You don't get many "separate but equal" cases nowadays. So check this one out.

It's a case that ultimately gets dismissed on Article III standing grounds, and for understandable reasons. But check out the facts. Basically, Maricopa County (Arizona) has three separate DUI courts; a "regular" (read: white) court, a "Spanish-speaking" DUI court, and a "Native American" DUI court. The various courts have different procedures and, allegedly, divergent results. For example, the Spanish-speaking DUI court is presided over by a single judge, who's allegedly very lenient, and the Native American DUI court allegedly sends people off to sweat lodges and the like in a way that doesn't happen in the regular court.

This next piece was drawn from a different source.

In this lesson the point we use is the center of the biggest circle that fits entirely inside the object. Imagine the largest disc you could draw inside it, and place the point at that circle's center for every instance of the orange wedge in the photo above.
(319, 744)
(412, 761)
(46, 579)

Is that okay? Becuase we dismiss this one for lack of standing, we may never know. The Spanish-speaking court, to me, is the most troubling. On the one hand, it may well make administrative sense to have Spanish speakers in a single court in order to facilliate translation and the like, and may also make sense to assign a Spanish-speaking judge there. But when people of Category X get a particular judge, the particular preferences of that judge then categorically benefit or disadvantage that group, as well as individuals who are not in Category X. So while it makes sense, there are serious equity problems as well. Hence the real issue. Ditto for the Native American DUI court, though because there are fewer allegations with respect to that one here, I can't really tell how it operates.

So this is definitely a troubling regime, and one well worth thinking about.